I noticed another method the director uses. Instead of subtitles when the talking heads would speak, they would have a translator sitting right next to them who would say what they were saying. I thought this really was a better method than subtitling, and it gave us a chance to look at facial reactions from the interviewee as they spoke. The downside is that when the translator speaks they may not have the same emotion as the interviewee, but it was a good choice in the end. "Manda Bala" has some stunning images, especially the ending credit sequence of tadpoles swimming in a lake. Every shot was done with care, and Kohn does not only report what happens in San Paolo, but he has a unique visual style all his own. This deserved it's cinematography prize.
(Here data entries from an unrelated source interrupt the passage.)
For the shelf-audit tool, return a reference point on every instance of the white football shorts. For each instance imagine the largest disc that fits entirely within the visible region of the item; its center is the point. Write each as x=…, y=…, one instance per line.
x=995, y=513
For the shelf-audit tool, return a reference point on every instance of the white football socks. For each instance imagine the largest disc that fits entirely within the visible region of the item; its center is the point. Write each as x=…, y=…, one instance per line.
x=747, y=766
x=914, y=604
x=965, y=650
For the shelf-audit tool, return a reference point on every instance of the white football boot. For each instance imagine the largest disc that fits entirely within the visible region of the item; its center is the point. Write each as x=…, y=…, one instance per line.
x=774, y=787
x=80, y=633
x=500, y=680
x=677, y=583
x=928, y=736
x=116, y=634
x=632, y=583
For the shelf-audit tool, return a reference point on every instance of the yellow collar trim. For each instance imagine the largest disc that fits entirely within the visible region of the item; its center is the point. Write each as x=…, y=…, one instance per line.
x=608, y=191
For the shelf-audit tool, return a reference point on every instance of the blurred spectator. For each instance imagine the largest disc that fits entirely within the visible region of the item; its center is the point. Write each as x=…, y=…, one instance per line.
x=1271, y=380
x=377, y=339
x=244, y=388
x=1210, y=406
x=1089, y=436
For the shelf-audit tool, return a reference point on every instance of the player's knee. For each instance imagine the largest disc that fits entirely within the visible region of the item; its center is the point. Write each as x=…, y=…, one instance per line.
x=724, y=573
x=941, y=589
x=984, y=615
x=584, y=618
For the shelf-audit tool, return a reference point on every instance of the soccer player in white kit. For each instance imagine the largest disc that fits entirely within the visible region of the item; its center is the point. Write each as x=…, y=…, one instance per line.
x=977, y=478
This is a documentary heavy weekend, with "Manda Bala" fighting against "The 11th Hour" and "The King of Kong." I'd write off "The 11th Hour" if you know anything about global warming, but "The King of Kong" was a masterpiece of entertainment. I would recommend that for pure fun, but "Manda Bala" is very deep and interesting to see. It's the real life version of something like "City of God-" which contains similar themes and ideas. Only this is the truth and the truth is much scarier.